The ancient syllable Om is the shortest mantra (phrase) commonly used in meditation.
Repeating the sound Om in a quiet environment can help us to feel calm and relaxed, enabling us to de-stress and find deep inner resources with which to to ease life’s problems.
Legend tells us that Om is the planets primordial vibration from which the entire universe has arisen. All other sounds are contained within it.
Om is sometimes referred to as ‘the mother of all languages and in fact is contained in every phrase that we speak: try opening your mouth and see what sound comes out – now close it gently and continue making a sound. You’ve just said ‘om’, or more correctly ‘aum’! The speech between opening and closing your mouth is the ‘life’* of the sound. Read on to see what I mean.
Om in Sanskrit (an ancient Indian literary language not spoken much today) shows that it is made up of 3 sounds A, U, M and a symbol representing resonance. So “OM” has four aspects.
Th first is A, a sound that comes from the belly, is formed in the open throat, as we open our mouths. I think of this as the ‘birth’ of the sound. As with many alphabets, the sound A is the first letter of the Sanskrit alphabet.
The second aspect is the U (‘oo’ as in ‘look’), a sound that is formed in the middle of the mouth. The mouth is not as wide as it is for sounding the A. I think of this as the life* of the sound.

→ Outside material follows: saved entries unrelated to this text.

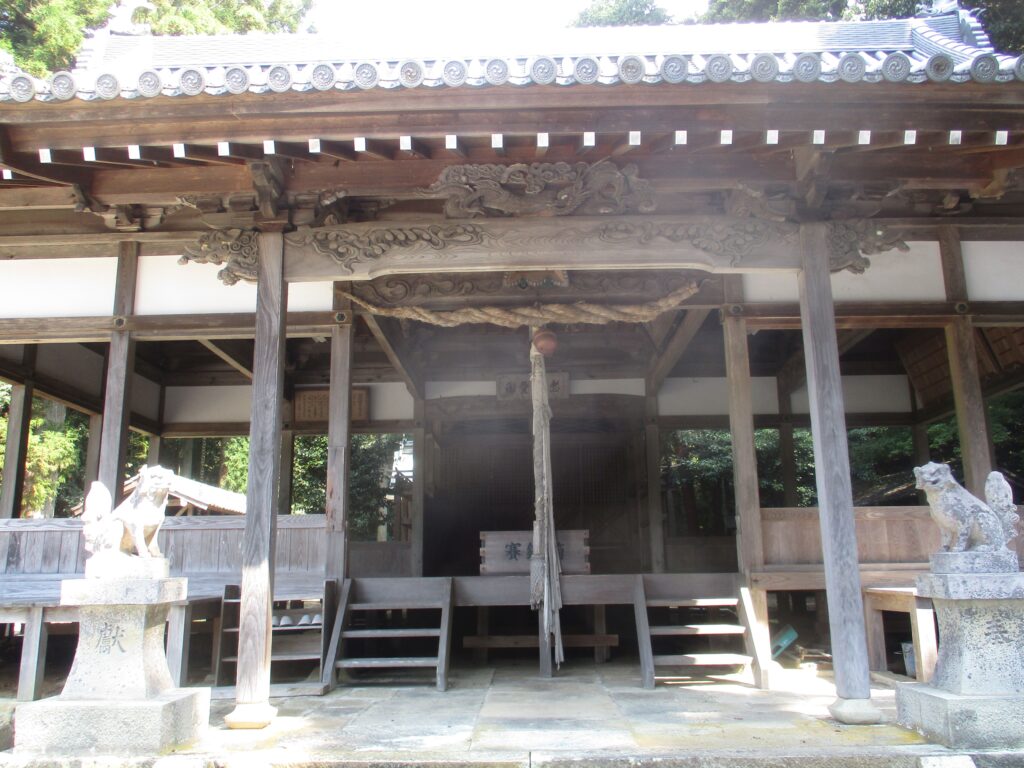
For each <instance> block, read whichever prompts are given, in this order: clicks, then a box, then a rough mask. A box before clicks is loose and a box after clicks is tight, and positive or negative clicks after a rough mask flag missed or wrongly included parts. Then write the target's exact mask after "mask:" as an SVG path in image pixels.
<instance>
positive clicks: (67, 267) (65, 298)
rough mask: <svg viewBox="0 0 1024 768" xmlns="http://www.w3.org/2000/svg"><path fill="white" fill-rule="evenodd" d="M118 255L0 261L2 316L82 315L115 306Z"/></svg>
mask: <svg viewBox="0 0 1024 768" xmlns="http://www.w3.org/2000/svg"><path fill="white" fill-rule="evenodd" d="M117 267H118V260H117V259H116V258H93V259H24V260H20V259H14V260H8V261H2V262H0V286H3V301H2V302H0V317H78V316H99V315H110V314H111V312H112V311H113V310H114V283H115V274H116V272H117Z"/></svg>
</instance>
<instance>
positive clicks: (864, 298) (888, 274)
mask: <svg viewBox="0 0 1024 768" xmlns="http://www.w3.org/2000/svg"><path fill="white" fill-rule="evenodd" d="M907 245H908V246H909V247H910V251H909V252H908V253H901V252H899V251H886V252H885V253H878V254H874V255H873V256H869V257H868V258H869V259H870V260H871V265H870V266H869V267H867V269H866V270H864V273H863V274H854V273H853V272H849V271H842V272H836V273H835V274H833V276H831V284H833V297H834V298H835V299H836V301H945V298H946V288H945V284H944V283H943V281H942V257H941V256H940V255H939V244H938V243H934V242H915V243H907Z"/></svg>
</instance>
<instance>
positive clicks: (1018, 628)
mask: <svg viewBox="0 0 1024 768" xmlns="http://www.w3.org/2000/svg"><path fill="white" fill-rule="evenodd" d="M918 593H919V594H920V595H922V596H924V597H930V598H932V602H933V603H934V604H935V612H936V615H937V616H938V621H939V637H940V645H939V657H938V662H937V664H936V668H935V676H934V677H933V678H932V680H931V682H929V683H905V684H903V685H900V686H899V688H898V689H897V691H896V705H897V709H898V717H899V722H900V724H901V725H903V726H905V727H907V728H913V729H915V730H919V731H921V732H922V733H923V734H924V735H925V736H927V737H928V738H930V739H933V740H935V741H938V742H940V743H942V744H945V745H946V746H950V748H954V749H995V748H1020V746H1024V718H1022V717H1021V713H1022V712H1024V573H1021V572H1020V571H1019V570H1018V567H1017V557H1016V554H1011V553H985V552H977V553H976V552H962V553H939V554H937V555H935V556H933V558H932V572H931V573H929V574H926V575H922V577H919V578H918Z"/></svg>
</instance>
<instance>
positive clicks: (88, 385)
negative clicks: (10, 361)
mask: <svg viewBox="0 0 1024 768" xmlns="http://www.w3.org/2000/svg"><path fill="white" fill-rule="evenodd" d="M36 370H37V371H39V373H41V374H45V375H46V376H49V377H50V378H53V379H56V380H57V381H60V382H63V383H65V384H70V385H71V386H73V387H75V388H77V389H81V390H82V391H83V392H87V393H89V394H92V395H95V396H97V397H98V396H99V395H100V394H101V393H102V391H103V376H104V375H105V372H104V371H103V355H101V354H97V353H96V352H93V351H92V350H91V349H86V348H85V347H83V346H82V345H81V344H40V345H39V347H38V350H37V352H36Z"/></svg>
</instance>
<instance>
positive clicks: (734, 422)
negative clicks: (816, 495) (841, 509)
mask: <svg viewBox="0 0 1024 768" xmlns="http://www.w3.org/2000/svg"><path fill="white" fill-rule="evenodd" d="M723 326H724V332H725V370H726V375H727V376H728V381H729V430H730V432H731V433H732V479H733V486H734V488H735V496H736V528H737V531H736V538H737V542H736V546H737V548H738V554H739V570H740V571H741V572H743V573H749V572H750V571H752V570H757V569H758V568H760V567H761V566H762V565H764V546H763V544H762V537H761V495H760V492H759V489H758V457H757V453H756V451H755V449H754V406H753V401H752V399H751V358H750V353H749V352H748V347H746V321H744V319H743V318H742V317H741V316H734V315H731V314H726V316H725V318H724V319H723Z"/></svg>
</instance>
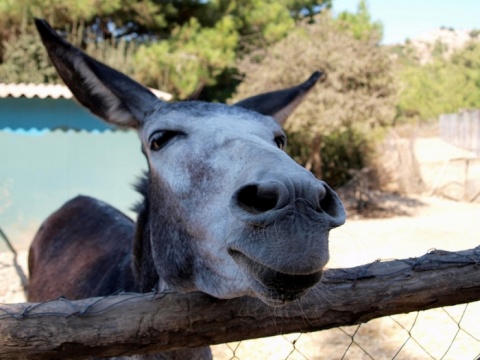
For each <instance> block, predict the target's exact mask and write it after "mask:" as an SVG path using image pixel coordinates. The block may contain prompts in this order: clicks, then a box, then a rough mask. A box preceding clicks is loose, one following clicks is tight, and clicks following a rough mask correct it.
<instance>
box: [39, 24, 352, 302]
mask: <svg viewBox="0 0 480 360" xmlns="http://www.w3.org/2000/svg"><path fill="white" fill-rule="evenodd" d="M36 24H37V28H38V30H39V32H40V34H41V37H42V40H43V43H44V44H45V46H46V48H47V50H48V53H49V56H50V58H51V60H52V62H53V63H54V65H55V67H56V68H57V71H58V73H59V74H60V76H61V77H62V78H63V80H64V81H65V83H66V84H67V86H68V87H69V88H70V89H71V91H72V92H73V94H74V95H75V97H76V98H77V100H78V101H79V102H80V103H82V104H83V105H84V106H86V107H87V108H89V109H90V110H91V111H92V112H93V113H94V114H96V115H98V116H99V117H101V118H102V119H104V120H105V121H107V122H109V123H112V124H115V125H118V126H121V127H130V128H134V129H136V130H137V131H138V134H139V137H140V140H141V142H142V150H143V152H144V154H145V156H146V158H147V162H148V167H149V174H148V186H147V188H148V189H147V196H146V205H145V207H146V209H147V210H146V211H147V213H148V214H147V215H146V216H145V219H144V222H145V226H144V228H145V231H144V237H145V236H146V237H147V240H148V241H147V245H146V246H148V247H149V248H150V254H151V256H150V259H149V260H146V259H141V260H140V259H138V258H137V259H135V261H137V262H138V261H145V262H147V263H149V264H151V267H152V268H153V270H152V269H151V271H153V272H155V274H156V284H155V285H156V286H157V287H158V288H159V290H166V289H173V290H177V291H196V290H200V291H203V292H205V293H208V294H210V295H213V296H215V297H219V298H231V297H236V296H243V295H251V296H257V297H259V298H261V299H262V300H263V301H264V302H266V303H268V304H271V305H277V304H282V303H284V302H287V301H291V300H294V299H297V298H299V297H300V296H301V295H302V294H303V293H305V291H306V290H307V289H309V288H310V287H312V286H314V285H315V284H316V283H317V282H318V281H319V280H320V279H321V277H322V269H323V267H324V266H325V264H326V263H327V261H328V257H329V256H328V233H329V230H331V229H332V228H334V227H337V226H339V225H341V224H343V223H344V221H345V212H344V209H343V206H342V204H341V202H340V200H339V199H338V197H337V195H336V194H335V193H334V192H333V191H332V190H331V189H330V188H329V187H328V186H327V185H326V184H325V183H324V182H321V181H318V180H317V179H315V178H314V176H313V175H312V174H311V173H310V172H308V171H307V170H305V169H304V168H302V167H301V166H299V165H298V164H296V163H295V162H294V161H293V160H292V159H291V158H290V157H289V156H288V155H287V154H286V153H285V152H284V151H283V148H284V146H285V144H286V137H285V134H284V132H283V131H282V128H281V124H282V123H283V122H284V121H285V119H286V117H287V116H288V115H289V114H290V112H291V111H292V110H293V108H294V107H295V106H296V105H297V104H298V103H299V101H300V100H301V98H302V97H303V96H304V95H305V94H306V93H307V92H308V90H309V89H310V88H311V87H312V86H313V85H314V84H315V82H316V81H317V79H318V78H319V76H320V74H319V73H315V74H314V75H312V77H311V78H310V79H309V80H307V81H306V82H305V83H303V84H301V85H299V86H297V87H294V88H291V89H287V90H283V91H278V92H273V93H268V94H263V95H258V96H256V97H252V98H249V99H246V100H244V101H241V102H239V103H237V104H236V105H235V106H227V105H223V104H209V103H203V102H180V103H173V104H169V103H165V102H162V101H160V100H159V99H157V98H156V97H155V96H154V95H153V94H152V93H151V92H150V91H149V90H148V89H146V88H145V87H143V86H142V85H140V84H138V83H136V82H135V81H133V80H131V79H130V78H128V77H127V76H125V75H123V74H121V73H119V72H117V71H116V70H114V69H112V68H109V67H107V66H106V65H104V64H101V63H99V62H97V61H95V60H94V59H92V58H90V57H89V56H87V55H85V54H84V53H83V52H81V51H80V50H78V49H76V48H74V47H73V46H71V45H70V44H68V43H67V42H65V41H64V40H63V39H62V38H60V37H59V36H58V35H57V34H56V33H55V31H53V30H52V29H51V28H50V26H49V25H48V24H47V23H46V22H44V21H41V20H37V21H36ZM142 266H145V265H142V264H140V265H138V264H137V268H141V267H142ZM147 272H148V271H147Z"/></svg>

With the third sound, M, the mouth closes and I see this as the ‘death’ of the sound. However, the sound continues even after the mouth is closed and rises to the nasal passages, from where the resonance, the fourth aspect of “OM” happens. I see this as that time when the soul drifts away from the body. So in one simple sound, I see the whole of our lives represented, from birth to death.
Another interpretation, not mine this time, says that A represents the waking state. U the dream state and M the state of deep dreamless sleep. The fourth state sounds in the resonance following M.
We hear the sound Om in many languages: ‘amen’ (so be it); ‘amin’ (believable – Hebrew); ‘amon’ (Amon Ra – Egyptian sun god); ‘eema’ (mother – Hebrew); ‘amah’ (mother – Arabic); ‘ma-ma’. I find it interesting and perhaps obvious, that we associate Om with ideas of motherhood, god and belief.